I am looking at sending a PCB design to a manufacturer for the first time and I need some help with the practicalities.

My project uses several proprietary breakouts mounted on my PCB. As usual I expect to mount the breakouts on the top side of a two-layer board and solder all the pins to pads on the B.Cu layer. One of the sub-units is an Arduino Pro Mini (the brains of the outfit) which has a footprint like this
ProMiniFootprint-640x480
I have been puzzling over how to connect traces on the F.Cu to pins soldered to B.Cu. I am told that holes in commercially-made boards are copper lined allowing such connection but I still don’t quite get it.

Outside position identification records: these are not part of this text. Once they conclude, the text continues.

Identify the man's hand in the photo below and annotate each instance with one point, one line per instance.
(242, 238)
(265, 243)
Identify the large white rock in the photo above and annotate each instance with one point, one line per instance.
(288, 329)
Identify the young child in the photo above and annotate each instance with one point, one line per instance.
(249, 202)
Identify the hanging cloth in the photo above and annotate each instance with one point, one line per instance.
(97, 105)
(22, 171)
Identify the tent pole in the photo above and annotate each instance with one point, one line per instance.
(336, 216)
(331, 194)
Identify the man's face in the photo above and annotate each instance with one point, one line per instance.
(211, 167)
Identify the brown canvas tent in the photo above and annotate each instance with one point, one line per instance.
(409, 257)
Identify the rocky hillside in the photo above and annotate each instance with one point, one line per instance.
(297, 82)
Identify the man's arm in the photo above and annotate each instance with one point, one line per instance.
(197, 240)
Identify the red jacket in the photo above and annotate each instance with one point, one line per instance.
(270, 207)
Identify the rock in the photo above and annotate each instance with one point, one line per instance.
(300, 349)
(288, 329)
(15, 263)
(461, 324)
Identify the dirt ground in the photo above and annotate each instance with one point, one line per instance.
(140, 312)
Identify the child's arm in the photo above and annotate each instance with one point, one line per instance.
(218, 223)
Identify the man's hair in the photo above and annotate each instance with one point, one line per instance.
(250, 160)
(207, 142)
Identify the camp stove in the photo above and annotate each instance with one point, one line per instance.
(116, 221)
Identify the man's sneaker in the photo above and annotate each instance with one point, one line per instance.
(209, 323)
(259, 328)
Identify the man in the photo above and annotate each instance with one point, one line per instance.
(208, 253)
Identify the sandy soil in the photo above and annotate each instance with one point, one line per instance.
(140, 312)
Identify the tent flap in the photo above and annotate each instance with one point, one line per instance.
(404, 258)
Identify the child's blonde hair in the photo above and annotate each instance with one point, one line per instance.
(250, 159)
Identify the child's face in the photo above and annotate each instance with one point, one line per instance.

When I use PcbNew to place a footprints such as the above and send the details off to a manufacturer, does the top layer also have on F.Cu pads where shown connected to the pads on B.Cu? When I draw a trace between pads on F.Cu does this connect to the pins on the breakout soldered to B.Cu?

open your pad properties, in the layers setting。 you can see the copper item。 it has three choice
1.F.cu
2. All copper layers---- this is the right choice
3. B.cu

in the pad type, pls select through-hole

If you order plated through boards, then yes, hole are copper lined.
See https://en.wikipedia.org/wiki/Printed_circuit_board

These days, plated-thru is pretty much the default, unless you are etching your own boards.

If you go the files.plot.generate drill files, you will see a counts for Plated Pads and Non-plated pads

If you query any pad properties, you can see pad type. Through hole means plated, and NPTH, mechanical
means Not Plated Through Hole

Kicad can manage both, and creates two drill files to handle all this.
Plated holes are drilled very early in the FAB process, and are then copper-plated through whilst non plated holes are a second pass at drilling, much later in the FAB process and that drill is not plated.

Thanks folks. That clears up a lot of things.
BTW: after first posting here I cam across
https://electronics.stackexchange.com/questions/232595/why-are-through-holes-plated-in-pcbs
which was interesting. Might be of help to others with this issue.

As far as the actual connecting the two boards together (the pro mini to your board), the convention is to use 0.1" header pins. (Make sure the holes in your board are large enough to accept a 25min square pin (remember, hole must be a little larger than the diagonal of a rectangular cross-section pin), this is larger than regular IC pins.

For reference, here is a 3D view rendering of one of my boards that also has a pro mini mounted to it.

Off topic… Does anyone have colorized 3D models of standard Arduino boards? Are you allowed (licensing reasons) to submit them to the official 3D model archive?

@SembazuruCDE Did you mean “mil”?

I almost got bit by this on a board I just had done. Very glad I double checked before sending the files out.

Yes, I meant mil. Sorry for the type-o.